Subnutrição e a sua relação com a má distribuição de alimentos
Enviada em 10/09/2019
Na literatura brasileira, é comum o cenário que retrata a fome afligindo as personagens como em “Capitães de Areia” de Jorge Amado, que se passa na cidade grande, e na obra de João Guimarães Rosa “Grande Sertão: Veredas” que tem como palco a Caatinga. Tal fenômeno é reflexo da carência de alimentos por parte da população de Norte a Sul do país, devido, sobretudo, à pobreza. Desse modo, convém relacionar os fatores que geram elevadas taxas de subnutrição e atuar para que esse quadro se inverta para melhor.
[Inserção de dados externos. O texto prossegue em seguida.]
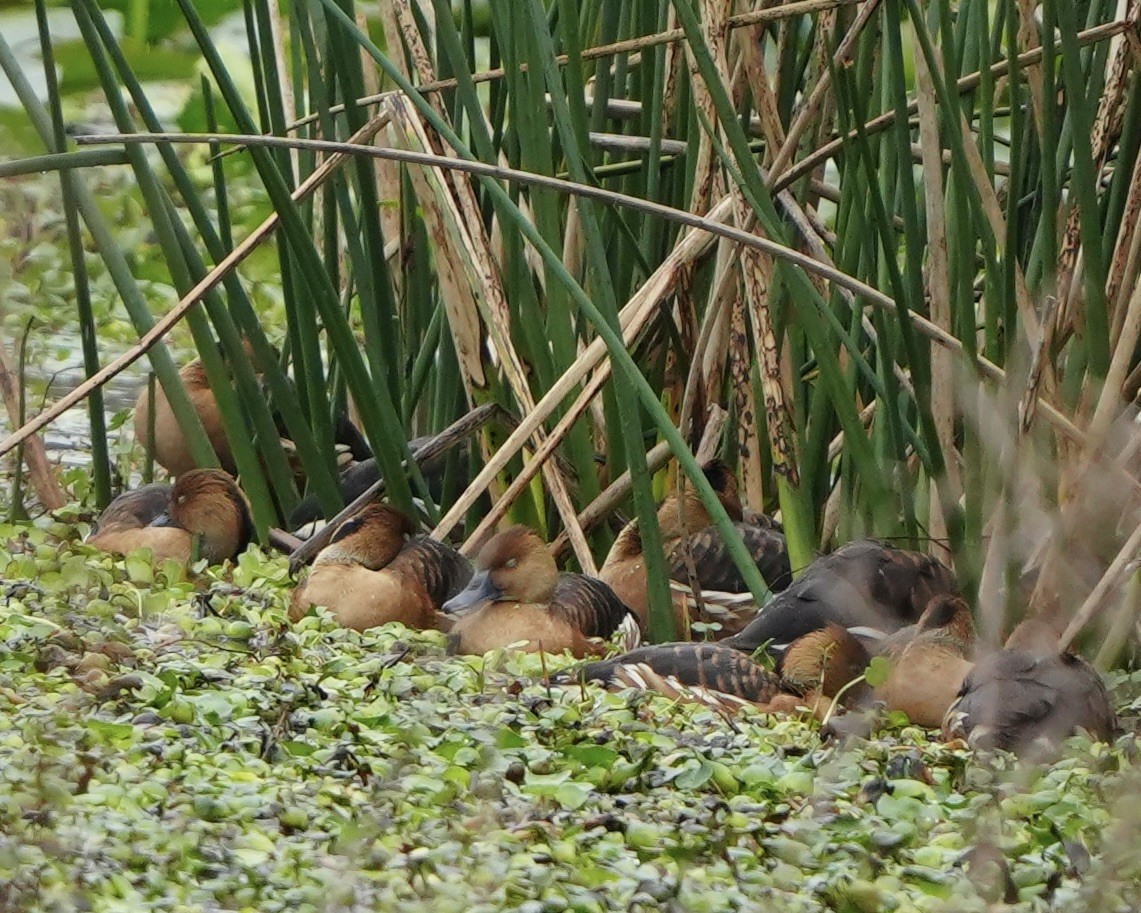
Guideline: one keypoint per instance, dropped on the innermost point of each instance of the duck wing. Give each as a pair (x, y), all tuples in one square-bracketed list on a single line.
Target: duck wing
[(863, 584), (590, 605), (714, 566), (707, 672), (1012, 699), (134, 509), (440, 570)]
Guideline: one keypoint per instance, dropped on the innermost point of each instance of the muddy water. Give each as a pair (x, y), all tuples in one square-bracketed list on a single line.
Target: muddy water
[(67, 439)]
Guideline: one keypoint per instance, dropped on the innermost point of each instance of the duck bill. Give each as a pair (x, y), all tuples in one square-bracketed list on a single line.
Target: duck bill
[(163, 519), (479, 590)]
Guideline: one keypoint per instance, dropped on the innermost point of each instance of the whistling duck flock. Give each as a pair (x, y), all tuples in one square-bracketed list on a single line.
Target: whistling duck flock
[(867, 603)]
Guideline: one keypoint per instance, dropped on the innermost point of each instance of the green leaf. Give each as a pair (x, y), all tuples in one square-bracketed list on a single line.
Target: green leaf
[(879, 671)]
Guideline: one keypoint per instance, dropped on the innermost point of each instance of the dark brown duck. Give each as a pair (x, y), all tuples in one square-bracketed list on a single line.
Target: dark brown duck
[(863, 584), (690, 541), (1029, 696), (375, 571)]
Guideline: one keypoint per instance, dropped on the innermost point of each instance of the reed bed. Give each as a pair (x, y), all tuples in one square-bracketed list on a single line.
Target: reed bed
[(895, 243)]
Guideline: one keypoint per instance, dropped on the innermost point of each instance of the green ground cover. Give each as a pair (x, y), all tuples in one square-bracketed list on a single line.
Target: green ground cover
[(175, 743)]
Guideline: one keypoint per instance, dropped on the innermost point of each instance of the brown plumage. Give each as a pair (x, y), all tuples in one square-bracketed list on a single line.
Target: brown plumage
[(203, 503), (1028, 696), (865, 583), (518, 595), (688, 536), (820, 663), (169, 445), (929, 661), (371, 573), (706, 673)]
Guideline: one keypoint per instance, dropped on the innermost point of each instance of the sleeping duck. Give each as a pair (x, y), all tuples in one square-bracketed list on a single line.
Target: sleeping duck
[(169, 445), (1029, 696), (518, 596), (374, 571), (203, 514), (692, 543), (865, 584)]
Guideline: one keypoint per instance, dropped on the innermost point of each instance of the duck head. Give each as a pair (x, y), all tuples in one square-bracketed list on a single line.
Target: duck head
[(209, 505), (682, 512), (515, 566), (371, 538), (949, 614)]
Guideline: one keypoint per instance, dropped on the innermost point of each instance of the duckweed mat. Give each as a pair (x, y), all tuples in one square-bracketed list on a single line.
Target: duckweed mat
[(175, 744)]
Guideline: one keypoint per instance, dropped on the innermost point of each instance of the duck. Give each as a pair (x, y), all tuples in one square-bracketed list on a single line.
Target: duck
[(375, 570), (820, 665), (692, 542), (202, 505), (929, 661), (867, 586), (169, 445), (711, 675), (1029, 696), (518, 596)]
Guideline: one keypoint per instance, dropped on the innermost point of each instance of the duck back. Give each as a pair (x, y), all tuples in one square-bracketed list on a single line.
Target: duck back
[(589, 604), (440, 570), (714, 566), (134, 509), (498, 625), (709, 667), (1012, 699), (865, 583)]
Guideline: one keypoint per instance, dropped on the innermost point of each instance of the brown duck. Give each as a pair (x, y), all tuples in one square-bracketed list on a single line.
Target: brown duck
[(707, 673), (818, 665), (690, 542), (203, 505), (1028, 696), (169, 445), (375, 571), (929, 661), (518, 596), (865, 584)]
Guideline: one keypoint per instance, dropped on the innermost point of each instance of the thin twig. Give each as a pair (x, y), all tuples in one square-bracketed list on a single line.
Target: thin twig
[(164, 324)]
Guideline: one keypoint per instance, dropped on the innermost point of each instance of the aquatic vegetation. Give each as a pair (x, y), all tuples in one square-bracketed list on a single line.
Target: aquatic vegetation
[(174, 741)]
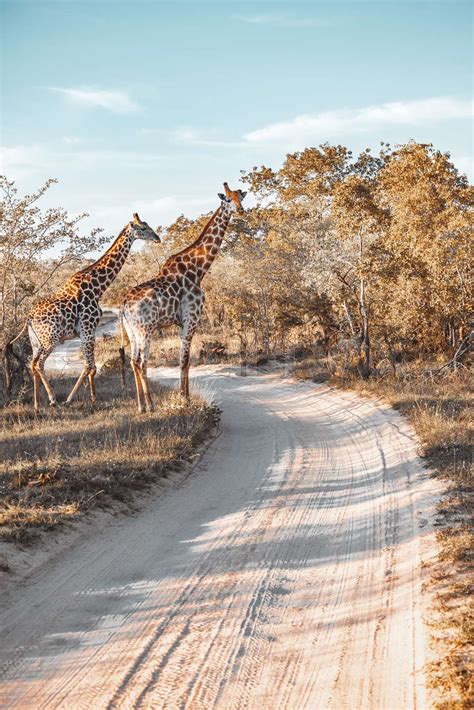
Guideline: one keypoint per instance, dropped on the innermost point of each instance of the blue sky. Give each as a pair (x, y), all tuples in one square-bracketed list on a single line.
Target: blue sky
[(152, 105)]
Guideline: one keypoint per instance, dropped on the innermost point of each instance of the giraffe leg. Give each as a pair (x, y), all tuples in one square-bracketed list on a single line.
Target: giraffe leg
[(146, 387), (39, 372), (145, 352), (91, 377), (187, 333), (138, 385), (36, 385), (89, 367)]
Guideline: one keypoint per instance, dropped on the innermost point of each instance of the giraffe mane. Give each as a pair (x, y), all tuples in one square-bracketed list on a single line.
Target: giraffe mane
[(187, 249), (106, 253)]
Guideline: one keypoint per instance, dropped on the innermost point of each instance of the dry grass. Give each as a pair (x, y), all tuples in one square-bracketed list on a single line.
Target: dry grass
[(63, 461), (441, 412)]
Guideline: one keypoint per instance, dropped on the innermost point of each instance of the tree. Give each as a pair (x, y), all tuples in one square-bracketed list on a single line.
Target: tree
[(28, 236)]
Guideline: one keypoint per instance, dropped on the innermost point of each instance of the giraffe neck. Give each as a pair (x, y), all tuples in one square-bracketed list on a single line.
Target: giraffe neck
[(196, 259), (105, 269)]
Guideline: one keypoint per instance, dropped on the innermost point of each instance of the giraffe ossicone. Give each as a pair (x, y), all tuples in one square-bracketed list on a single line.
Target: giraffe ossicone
[(174, 297), (74, 311)]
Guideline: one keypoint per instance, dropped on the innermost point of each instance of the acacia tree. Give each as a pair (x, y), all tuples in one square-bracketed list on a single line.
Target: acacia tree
[(28, 235), (430, 236)]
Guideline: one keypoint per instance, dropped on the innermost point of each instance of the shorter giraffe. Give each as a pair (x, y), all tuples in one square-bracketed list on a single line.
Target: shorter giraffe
[(74, 311), (174, 297)]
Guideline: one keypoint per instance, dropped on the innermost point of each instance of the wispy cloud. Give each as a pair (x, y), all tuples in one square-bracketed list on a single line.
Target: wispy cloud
[(312, 127), (465, 164), (189, 136), (162, 210), (22, 160), (115, 101), (279, 20)]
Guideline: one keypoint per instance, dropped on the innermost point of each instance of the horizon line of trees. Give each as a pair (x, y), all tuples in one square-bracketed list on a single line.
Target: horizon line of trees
[(370, 250)]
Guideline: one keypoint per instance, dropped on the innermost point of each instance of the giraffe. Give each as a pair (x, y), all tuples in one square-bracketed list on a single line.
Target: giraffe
[(74, 311), (174, 297)]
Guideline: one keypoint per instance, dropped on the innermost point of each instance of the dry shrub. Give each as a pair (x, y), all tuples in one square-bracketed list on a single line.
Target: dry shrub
[(63, 461)]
Nesse mundo desigual, no qual há abundância para poucos e carência para muitos, a distribuição de alimentos é um grande desafio a ser enfrentado. De acordo com a OMS (Organização Mundial da Saúde), cerca de 30% da mortalidade infantil do planeta tem como causa a subnutrição. Tendo em vista que a maioria dessas mortes ocorrem em nações pobres, faz-se necessário que haja um esforço global com intuito de atenuar os efeitos das dificuldades desses países em suprir as necessidades básicas de seus respectivos povos.
Além da falta quantitativa de alimentos, a pobreza nutricional na dieta -mesmo sendo ela com muitas refeições ao dia- do indivíduo também pode implicar a subnutrição. Nesse sentido, comidas carregadas de gordura e com baixo percentual nutritivo são grandes inimigas para uma alimentação saudável que atenda todas as necessidades corporais do ser humano. Nesse sentido, a predominância de produtos ultra processados nos mercados e a pouca atenção dada pelas pessoas em fazer suas refeições de acordo com os adequados níveis nutricionais compromete a saúde do indivíduo, o que pode gerar doenças como diabetes, obesidade, hipertensão e câncer.
Portanto, é fundamental que se haja empenho de todos, sociedade e Estado, no combate à desnutrição e para o alcance dos níveis nutricionais indicados, para que, dessa forma, diminuam-se os índices de óbitos e enfermidades geradas por tais razões. Para tanto, cabe às nações, aliado a contribuição humanitária para acabar com a miséria e a fome em regiões pobres do planeta, agir em prol de seus cidadãos com campanhas educativas que orientam as pessoas acerca da importância de se comer bem para sua saúde. Por fim, para viabilizar a prática saudável em si, devem ser implantadas políticas públicas de subsídio na agricultura de alimentos ricamente nutritivos para baratear seus preços e avisos obrigatórios nas embalagens de industrializados com seus riscos para o consumidor.